The Basket
- Author: Otar Chiladze
- Original title: გოდორი
- Language: Georgian
- Genre: Historical fiction
- Publication date: 2003
- Publication place: Georgia
- Media type: Print (hardback & paperback)
- Pages: 352 pages
- ISBN: 9789994054183

= The Basket =

2003 novel by Otar Chiladze

The Basket, published in 2003, is the last novel written by Otar Chiladze before his death in 2009. A saga-novel, overtly portraying the '"Evil Empire"', its consequences and a long journey of Georgian society and culture, won the top literary award SABA for Best Novel in 2003.

==Plot==
The story begins at the end of the 19th century, when a Russian officer seduces a Georgian shepherd’s wife. The resulting bastard, the ancestor of the novel's anti-heroes, is kept in a basket where he cannot interfere with his mother’s adultery. The shepherd avenges himself by murdering his wife and disemboweling himself but fails to kill the boy in the basket. The boy, Razhden Kasheli, later rapes his foster-mother, before disappearing to become a robber and murderer, returning to Georgia with the Red Army and a female tramp he has married; he becomes a killer for the Soviet authorities. After he is murdered by a drunken Assyrian, his son Anton acts as a GPU and NKVD killer in the Great Terror of 1937-8, shooting countless victims. Anton’s great achievement is to marry Princess Ketusi, whose father and husband he has murdered, thus initiating the process, fatal for Georgian society, of intermarrying and interbreeding Soviet killers with Georgian aristocrats and intellectuals.

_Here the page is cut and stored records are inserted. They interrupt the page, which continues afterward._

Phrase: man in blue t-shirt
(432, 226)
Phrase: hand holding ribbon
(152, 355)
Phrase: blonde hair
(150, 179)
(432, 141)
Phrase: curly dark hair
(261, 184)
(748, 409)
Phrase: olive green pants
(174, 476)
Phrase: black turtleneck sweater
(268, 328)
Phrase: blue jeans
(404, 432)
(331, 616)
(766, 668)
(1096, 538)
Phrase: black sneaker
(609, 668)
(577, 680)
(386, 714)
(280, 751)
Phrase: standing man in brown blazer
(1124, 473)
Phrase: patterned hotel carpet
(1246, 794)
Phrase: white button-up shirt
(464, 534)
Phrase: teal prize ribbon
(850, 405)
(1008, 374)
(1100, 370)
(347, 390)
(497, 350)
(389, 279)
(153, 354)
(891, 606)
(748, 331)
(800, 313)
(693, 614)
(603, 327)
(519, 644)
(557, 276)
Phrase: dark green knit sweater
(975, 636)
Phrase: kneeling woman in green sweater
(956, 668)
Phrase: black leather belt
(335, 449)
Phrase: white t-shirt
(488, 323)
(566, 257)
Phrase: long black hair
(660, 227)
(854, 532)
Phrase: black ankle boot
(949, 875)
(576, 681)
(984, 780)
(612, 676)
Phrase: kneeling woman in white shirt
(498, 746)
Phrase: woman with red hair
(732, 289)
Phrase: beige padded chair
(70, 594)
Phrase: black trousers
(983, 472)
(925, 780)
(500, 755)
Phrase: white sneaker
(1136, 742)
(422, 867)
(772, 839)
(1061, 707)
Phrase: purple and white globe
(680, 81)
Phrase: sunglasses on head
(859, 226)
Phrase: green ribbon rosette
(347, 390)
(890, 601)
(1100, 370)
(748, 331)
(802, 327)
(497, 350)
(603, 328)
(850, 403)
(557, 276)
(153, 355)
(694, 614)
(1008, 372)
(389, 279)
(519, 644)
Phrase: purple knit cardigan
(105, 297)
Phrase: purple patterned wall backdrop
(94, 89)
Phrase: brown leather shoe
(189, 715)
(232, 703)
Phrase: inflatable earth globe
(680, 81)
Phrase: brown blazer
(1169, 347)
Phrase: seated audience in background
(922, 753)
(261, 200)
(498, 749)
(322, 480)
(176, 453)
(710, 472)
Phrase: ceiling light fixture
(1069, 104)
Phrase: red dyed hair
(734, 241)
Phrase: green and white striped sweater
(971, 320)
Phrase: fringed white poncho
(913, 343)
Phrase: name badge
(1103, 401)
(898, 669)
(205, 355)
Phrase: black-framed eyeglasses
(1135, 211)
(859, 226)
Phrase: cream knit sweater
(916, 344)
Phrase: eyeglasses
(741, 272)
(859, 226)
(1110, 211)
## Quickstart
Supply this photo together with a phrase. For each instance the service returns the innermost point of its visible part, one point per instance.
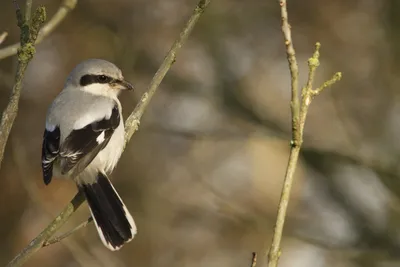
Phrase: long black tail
(113, 221)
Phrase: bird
(83, 141)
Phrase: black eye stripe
(91, 78)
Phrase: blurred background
(203, 175)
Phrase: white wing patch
(50, 127)
(92, 116)
(100, 139)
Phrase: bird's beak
(124, 85)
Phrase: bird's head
(98, 77)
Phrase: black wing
(50, 149)
(81, 146)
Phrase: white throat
(101, 90)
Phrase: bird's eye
(103, 79)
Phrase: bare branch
(298, 123)
(293, 67)
(132, 124)
(133, 120)
(62, 12)
(254, 260)
(3, 36)
(25, 54)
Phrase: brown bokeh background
(203, 175)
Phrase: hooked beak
(125, 85)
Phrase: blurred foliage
(203, 175)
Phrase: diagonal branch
(299, 114)
(132, 125)
(29, 31)
(64, 9)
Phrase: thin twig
(254, 260)
(67, 234)
(294, 69)
(299, 113)
(132, 124)
(3, 36)
(133, 120)
(65, 7)
(25, 54)
(28, 11)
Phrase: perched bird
(83, 141)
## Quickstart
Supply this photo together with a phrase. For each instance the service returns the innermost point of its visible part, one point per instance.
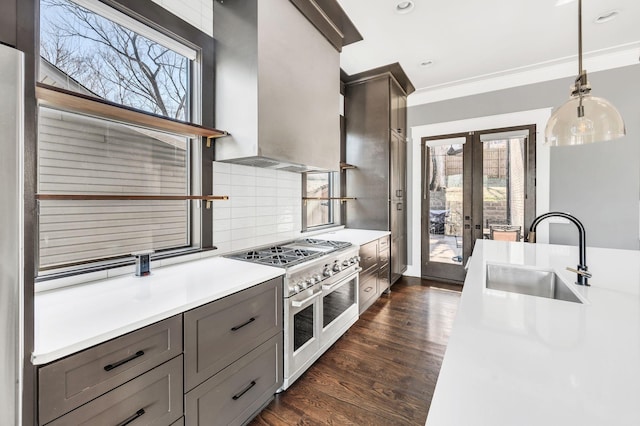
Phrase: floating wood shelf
(341, 199)
(75, 102)
(344, 166)
(97, 197)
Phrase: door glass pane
(503, 182)
(338, 301)
(302, 327)
(444, 180)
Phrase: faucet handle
(584, 273)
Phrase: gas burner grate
(252, 255)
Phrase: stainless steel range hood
(277, 87)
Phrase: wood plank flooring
(383, 371)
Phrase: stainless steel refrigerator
(11, 233)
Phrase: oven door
(339, 307)
(301, 332)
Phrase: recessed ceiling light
(606, 16)
(403, 7)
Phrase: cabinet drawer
(219, 333)
(368, 255)
(383, 258)
(383, 279)
(235, 394)
(368, 292)
(155, 398)
(383, 243)
(77, 379)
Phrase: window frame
(201, 109)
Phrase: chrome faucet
(581, 271)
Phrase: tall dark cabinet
(376, 144)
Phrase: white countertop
(514, 359)
(353, 236)
(71, 319)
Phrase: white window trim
(120, 18)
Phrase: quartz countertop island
(70, 319)
(515, 359)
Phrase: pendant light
(583, 118)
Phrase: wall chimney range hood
(277, 87)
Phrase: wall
(264, 206)
(198, 13)
(599, 183)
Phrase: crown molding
(610, 58)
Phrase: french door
(472, 182)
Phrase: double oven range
(320, 296)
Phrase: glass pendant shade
(601, 121)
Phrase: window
(120, 187)
(317, 212)
(85, 52)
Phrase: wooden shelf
(94, 197)
(97, 197)
(75, 102)
(341, 199)
(344, 166)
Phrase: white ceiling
(475, 41)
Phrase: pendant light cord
(582, 76)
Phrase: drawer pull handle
(245, 390)
(124, 361)
(139, 413)
(238, 327)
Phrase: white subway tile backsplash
(266, 210)
(243, 222)
(243, 180)
(266, 201)
(267, 220)
(221, 236)
(243, 244)
(243, 202)
(243, 191)
(243, 233)
(264, 207)
(237, 212)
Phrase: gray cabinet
(234, 395)
(70, 382)
(375, 112)
(217, 334)
(375, 276)
(233, 355)
(154, 398)
(8, 22)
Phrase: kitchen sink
(531, 281)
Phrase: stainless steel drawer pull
(245, 390)
(139, 413)
(124, 361)
(238, 327)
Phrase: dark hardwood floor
(383, 371)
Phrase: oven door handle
(299, 303)
(343, 280)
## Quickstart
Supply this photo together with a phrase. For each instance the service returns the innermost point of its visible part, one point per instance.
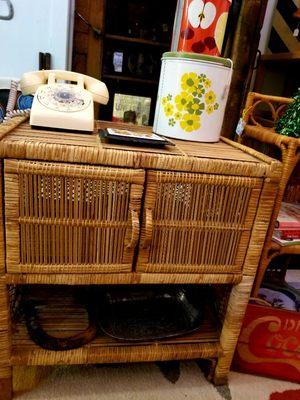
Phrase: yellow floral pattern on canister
(188, 106)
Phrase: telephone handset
(63, 105)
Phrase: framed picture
(131, 109)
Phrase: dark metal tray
(151, 312)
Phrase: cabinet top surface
(225, 157)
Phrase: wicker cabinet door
(68, 218)
(196, 223)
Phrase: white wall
(37, 25)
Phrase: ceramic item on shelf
(192, 96)
(199, 26)
(151, 312)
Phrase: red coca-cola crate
(269, 343)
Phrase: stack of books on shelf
(287, 229)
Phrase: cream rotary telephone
(63, 105)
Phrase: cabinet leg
(233, 320)
(6, 392)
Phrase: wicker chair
(262, 111)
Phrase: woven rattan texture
(262, 112)
(80, 211)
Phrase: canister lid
(199, 57)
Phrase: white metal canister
(192, 96)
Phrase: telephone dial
(63, 105)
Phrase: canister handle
(227, 85)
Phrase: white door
(36, 26)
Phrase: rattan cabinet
(79, 211)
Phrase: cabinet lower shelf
(125, 278)
(203, 343)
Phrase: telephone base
(63, 130)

Anton is killed by a runaway truck in 1949, but his son Razhden 2nd takes over as an important Soviet official. Razhden’s son Anton second may not, however, be a real Kasheli, since his mother Pepe was pregnant before his parents married. Anton is a childish dreamer and, manipulated by Razhden 2nd, marries Liziko, the daughter of an unworldly writer, Elizbar. Razhden seduces Liziko; both Anton and Elizbar find out after Liziko confesses to her stepmother. More important even than these violent sexual and homicidal events are the author’s and character's reflections on the irrecoverable degradation of the country.